それで、高比古の頭にはたちまち血がのぼる。彼は大国主の真意を悟ったのだ。


(……やられた。おれを試していただけだ)


 大国主は高比古へ本気で応えたわけではなく、からかっただけだった。


 それにしても、ずいぶん呆気なくばかされてしまった。唇を噛んで恥ずかしさに耐えていると、いきなり、周りの目が気になりはじめた。


 高比古がいるこの部屋に集うのは、幾多の戦も困難もくぐりぬけてきた出雲の重鎮たちだ。自分はほかと違う、ここにいて当たり前の力を持っている。高比古はそのようにいきがっていたが、なぜだか急に、その自信は潰えていった。ひどく場違いな場所に居る気がしてたまらなくなった。


 見回すと、まず目がいった先には部屋の隅の暗い影がある。その手前には、気配を消しているかのように静かにあぐらをかく壮年の王、名椎王がいた。彼は、子供扱いに悔しがって赤面した高比古を、目を閉じたまま小さく笑っていた。


 名椎王の隣には、高比古に策士という役を与えた主、彦名があぐらをかいている。彦名は、弟子の無様な姿を嗤うふうに苦笑していた。


 さきほど、高比古と喧嘩まがいのやり合いをした相手、石玖王の顔にも、いまや高比古に対するさきほどまでの疑念は見えない。小山のような頑丈な体躯を誇る武将、石玖王は大仰に吹き出していた。……見かけと同じく、気性も豪快な人なのだ。

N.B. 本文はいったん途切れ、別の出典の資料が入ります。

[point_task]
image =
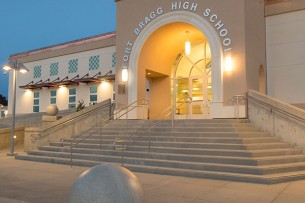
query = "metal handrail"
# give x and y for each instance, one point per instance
(161, 116)
(276, 109)
(79, 117)
(103, 123)
(237, 99)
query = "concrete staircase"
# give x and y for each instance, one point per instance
(225, 149)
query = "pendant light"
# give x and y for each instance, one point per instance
(187, 46)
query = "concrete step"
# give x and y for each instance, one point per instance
(250, 140)
(145, 152)
(182, 121)
(177, 157)
(226, 149)
(177, 129)
(149, 161)
(144, 144)
(177, 134)
(265, 179)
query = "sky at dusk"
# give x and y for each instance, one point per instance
(31, 24)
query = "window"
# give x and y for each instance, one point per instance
(53, 97)
(93, 95)
(94, 62)
(36, 102)
(72, 98)
(73, 66)
(37, 71)
(113, 60)
(53, 69)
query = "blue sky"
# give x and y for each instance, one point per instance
(32, 24)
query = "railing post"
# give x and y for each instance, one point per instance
(237, 107)
(71, 153)
(101, 133)
(173, 117)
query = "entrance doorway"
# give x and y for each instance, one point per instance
(192, 78)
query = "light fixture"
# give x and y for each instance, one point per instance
(187, 46)
(14, 66)
(124, 74)
(229, 63)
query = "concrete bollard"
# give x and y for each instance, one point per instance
(105, 184)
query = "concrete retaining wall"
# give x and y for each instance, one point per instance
(278, 118)
(5, 135)
(33, 119)
(67, 127)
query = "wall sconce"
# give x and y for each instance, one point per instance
(124, 74)
(187, 45)
(229, 63)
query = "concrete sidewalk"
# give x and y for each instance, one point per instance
(33, 182)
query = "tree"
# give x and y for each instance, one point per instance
(3, 100)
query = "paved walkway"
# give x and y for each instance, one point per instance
(33, 182)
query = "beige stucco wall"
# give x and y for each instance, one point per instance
(240, 17)
(285, 56)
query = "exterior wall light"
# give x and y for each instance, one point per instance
(229, 64)
(187, 45)
(14, 66)
(124, 74)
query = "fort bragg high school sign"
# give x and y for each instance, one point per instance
(206, 13)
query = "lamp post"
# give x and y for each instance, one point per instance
(14, 66)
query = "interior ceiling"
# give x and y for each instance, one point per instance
(162, 47)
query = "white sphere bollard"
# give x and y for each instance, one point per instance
(105, 184)
(52, 110)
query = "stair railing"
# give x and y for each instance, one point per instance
(237, 101)
(141, 103)
(78, 122)
(163, 115)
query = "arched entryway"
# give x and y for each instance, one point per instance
(154, 58)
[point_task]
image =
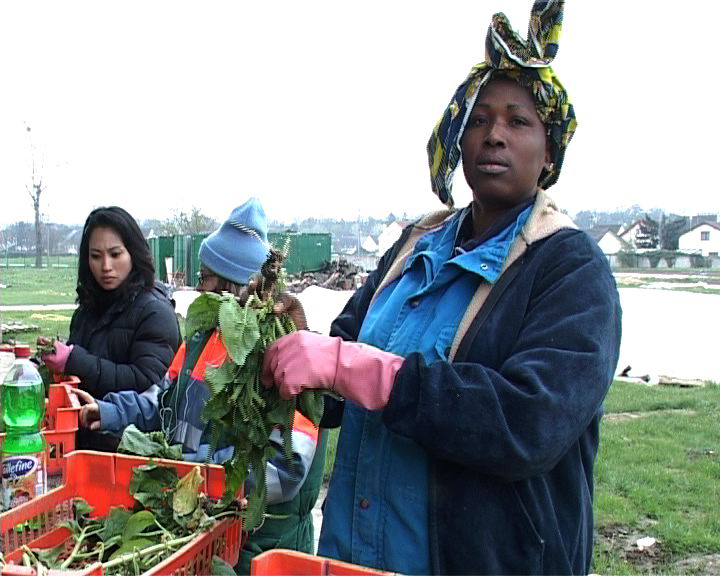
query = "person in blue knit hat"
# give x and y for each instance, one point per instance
(237, 250)
(229, 258)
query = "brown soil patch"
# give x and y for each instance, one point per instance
(625, 416)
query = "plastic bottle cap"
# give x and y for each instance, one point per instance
(22, 351)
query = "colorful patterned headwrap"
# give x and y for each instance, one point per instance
(527, 62)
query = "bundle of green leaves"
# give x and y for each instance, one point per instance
(241, 412)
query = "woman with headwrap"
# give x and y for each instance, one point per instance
(475, 360)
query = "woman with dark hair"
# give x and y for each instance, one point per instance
(229, 257)
(124, 333)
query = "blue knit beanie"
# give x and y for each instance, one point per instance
(238, 249)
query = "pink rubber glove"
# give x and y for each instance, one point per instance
(56, 360)
(358, 372)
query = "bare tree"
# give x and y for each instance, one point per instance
(35, 190)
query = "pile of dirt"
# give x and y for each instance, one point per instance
(336, 275)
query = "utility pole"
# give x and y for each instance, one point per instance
(35, 191)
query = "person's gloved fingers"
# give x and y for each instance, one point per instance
(90, 416)
(270, 361)
(83, 396)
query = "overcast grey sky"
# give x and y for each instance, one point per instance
(323, 108)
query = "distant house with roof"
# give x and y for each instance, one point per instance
(703, 237)
(608, 238)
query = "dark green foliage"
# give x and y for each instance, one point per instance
(240, 410)
(168, 514)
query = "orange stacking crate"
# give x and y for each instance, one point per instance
(103, 480)
(291, 563)
(62, 414)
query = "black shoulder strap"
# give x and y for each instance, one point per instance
(492, 299)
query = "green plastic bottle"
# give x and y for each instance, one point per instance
(23, 452)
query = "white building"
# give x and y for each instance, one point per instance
(608, 238)
(703, 238)
(389, 236)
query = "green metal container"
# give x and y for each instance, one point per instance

 だが、高比古の視線の先が同じ部屋に集うもう一人、安曇にいき着くと、胸にあった照れは冷めていった。


 安曇は、暗い木床を見つめて苦笑いを浮かべていたが、それはじっとこらえている笑みで、高比古を笑っているようではなかった。


 高比古は、すぐさま悟った。


(そうか、狭霧が……)


 安曇は、狭霧の父親役ともいうべき人だ。さっきの大国主の命令は、輝矢はいずれ死ぬと予言したようなものだった。


 そんなことになろうものなら、狭霧は二度と今までのように笑わなくなるかもしれない。


(……ばかなやつ。泣くだろうな)


 能天気すぎて鬱陶しい、あの無邪気な笑顔はもう見られなくなるかもしれない。


 高比古の脳裏には狭霧の笑顔が浮かび上がるが、虫唾が走るほど鬱陶しい笑顔とは、いまは感じなかった。そのうえ、それがもうすぐ消え去ると思うと、妙に寂しくなった。


 ぼんやりと虚空を見つめて感傷に浸っていると、あるとき、自分を射とおすような眼光を感じた。はっとして前を見ると、そこにいたのは大国主だ。


 自分を見ていたのは、何度となく高比古がひれ伏してきた武王の目だった。


 大蛇や竜などといった人とかけ離れたものを想像させるほどに鋭く、誰がどう見たところで、その人はただ者に見えない。少なくとも大国主の黒目には、安曇が浮かべているような父親の迷いじみたものはなかった。


(この人だって、娘の泣き顔を思えば寂しいはずなのに)


 刃の切っ先に似たその黒い瞳を、高比古はじっと見つめ返した。


 はっきりいって、この大国主という男は、高比古の理解をはるかに超えていた。


(どれがこの人の本当なんだ? 狭霧を泣かせるなといったり、その恋仲の王子の命を奪っても構わないと命じたり。いや、この人は前からなにも変わっていない。ただ、おれにはかり知れないだけだ)


 高比古の無言の問いを、大国主は無視した。そして武王はゆっくりと暗い部屋を見渡して、厳かに告げた。


「輝矢と、伊邪那の窺見うかみを見張らせろ。追捕の指揮は高比古に任せる。ともに追う武人、それと伝令役数人を選んで、声をかけておけ」


 大国主が口にしたのは、そのときのためのより細かな命令だった。


「あと、名椎王。高比古の世話を任せる。頭は切れるが、このとおりまだ幼いのでな、面倒を頼むよ。杵築近くの離宮で合図を待て」


 名椎王は、名指しされるとわずかに顎を引く。了承という意味だ。焦り出したのは石玖王だった。


「名椎王だけか? 大国主、おれは? 呼び出しておいて」


「迷ったが、やめた。あんたは優しすぎるからな。あんたに任せたら、あの哀れな王子を見逃してしまいそうだ」


 大国主は冗談でぼかしつつ、本意を告げる。石玖王は大きく口を開けて抗った。


「はあ?」


「あんたは大戦向きなんだ。こういう暗い仕事は向かない。だが……こいつは」


 そこまでいうと、大国主は高比古たった一人をまっすぐに見つめた。男盛りの顔には笑みがあったが、その笑顔は知らずのうちに背を冷たい汗が落ちるほど、高比古を怯えさせた。それは、目の奥まではけっして笑うことのない、冷たい笑みだった。


「高比古は、冷酷になれるやつだ。彦名と同じく、おれと同じく、須佐乃男とも。……棟梁として育て甲斐のある、有能なガキだよ」


 恐ろしいと感じたものがなにかは、よくわからなかった。


 だが、高比古は偉大な神託を授かった気分だった。この先の人生すべてを、いまの神託と引き換えに捧げろと命じられたような。


 高比古は両手を木床につくと、うやうやしく平伏した。